O diretor americano Steven Soderbergh é um cara esquisito. Junto com Quentin Tarantino, ele foi o papa do renascimento do cinema independente dos EUA nos anos 90. Assim como Tarantino com Pulp Fiction (1992), Soderbergh conseguiu que seu primeiro longa, sexo, mentiras e videotape (1989), saísse do Festival de Cannes com a Palma de Ouro - isso, três anos antes do colega, praticamente abrindo as portas para a retomada de narrativas e linguagens fora dos padrões impostos pela grande indústria e liberando passagem para a criatividade e o talento de jovens realizadores, que descobriram não precisar de orçamentos gigantescos para colocar na tela as suas idéias normalmente fora do senso (não) estético da máquina de Hollywood.
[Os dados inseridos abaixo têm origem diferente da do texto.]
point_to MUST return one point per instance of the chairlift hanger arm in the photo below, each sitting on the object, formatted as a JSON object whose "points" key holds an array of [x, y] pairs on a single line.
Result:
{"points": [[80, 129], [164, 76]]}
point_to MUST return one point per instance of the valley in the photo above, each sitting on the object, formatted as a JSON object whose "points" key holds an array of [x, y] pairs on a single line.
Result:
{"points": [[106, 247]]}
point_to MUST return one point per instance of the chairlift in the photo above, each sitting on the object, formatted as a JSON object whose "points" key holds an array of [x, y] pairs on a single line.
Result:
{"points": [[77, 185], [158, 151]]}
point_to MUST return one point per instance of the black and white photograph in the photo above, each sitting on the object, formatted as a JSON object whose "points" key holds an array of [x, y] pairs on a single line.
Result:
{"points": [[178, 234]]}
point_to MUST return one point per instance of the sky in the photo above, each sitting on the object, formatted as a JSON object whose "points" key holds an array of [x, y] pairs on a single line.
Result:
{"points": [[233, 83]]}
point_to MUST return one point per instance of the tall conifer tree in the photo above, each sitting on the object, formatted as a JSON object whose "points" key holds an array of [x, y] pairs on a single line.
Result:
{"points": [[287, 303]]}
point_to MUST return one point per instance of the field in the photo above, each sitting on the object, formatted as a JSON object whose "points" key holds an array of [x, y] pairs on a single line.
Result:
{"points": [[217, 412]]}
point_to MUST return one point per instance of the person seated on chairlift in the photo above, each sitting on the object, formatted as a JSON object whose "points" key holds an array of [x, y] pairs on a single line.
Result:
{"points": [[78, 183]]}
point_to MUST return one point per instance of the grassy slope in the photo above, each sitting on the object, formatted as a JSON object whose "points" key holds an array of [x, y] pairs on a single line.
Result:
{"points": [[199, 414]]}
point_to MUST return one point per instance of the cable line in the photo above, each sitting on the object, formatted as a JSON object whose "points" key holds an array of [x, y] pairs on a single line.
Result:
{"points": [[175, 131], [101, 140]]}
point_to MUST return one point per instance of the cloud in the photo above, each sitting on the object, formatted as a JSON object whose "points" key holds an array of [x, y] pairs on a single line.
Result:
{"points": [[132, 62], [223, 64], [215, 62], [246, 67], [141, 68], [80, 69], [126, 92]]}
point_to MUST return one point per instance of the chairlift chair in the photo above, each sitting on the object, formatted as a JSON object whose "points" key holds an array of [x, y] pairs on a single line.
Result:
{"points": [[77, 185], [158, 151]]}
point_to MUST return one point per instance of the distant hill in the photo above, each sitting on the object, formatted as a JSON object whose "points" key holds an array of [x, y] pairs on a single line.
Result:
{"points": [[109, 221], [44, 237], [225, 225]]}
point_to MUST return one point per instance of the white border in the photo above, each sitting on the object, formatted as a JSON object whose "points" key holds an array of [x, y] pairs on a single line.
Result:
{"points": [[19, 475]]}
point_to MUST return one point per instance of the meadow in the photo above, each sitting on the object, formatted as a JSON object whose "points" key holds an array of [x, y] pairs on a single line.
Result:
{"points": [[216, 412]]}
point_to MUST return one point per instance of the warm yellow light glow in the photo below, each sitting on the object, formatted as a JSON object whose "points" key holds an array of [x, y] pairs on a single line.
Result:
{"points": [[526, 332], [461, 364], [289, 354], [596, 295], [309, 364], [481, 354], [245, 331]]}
A esquisitice irônica e oportuna de Soderbergh fez ele, quase um ícone da década de 90 no cinema de baixo orçamento, ter entrado nos anos 2000 com produções milionárias como Erin Brockovich e Onze Homens e Um Segredo - intercaladas a projetos mais autorais, dentre eles O Estranho, Traffic e Full Frontal. E então, quando parecia ter se rendido ao cinemão depois de Doze Homens e Outro Segredo, o diretor surge com o recente Bubble, em cartaz no Brasil neste mês de julho.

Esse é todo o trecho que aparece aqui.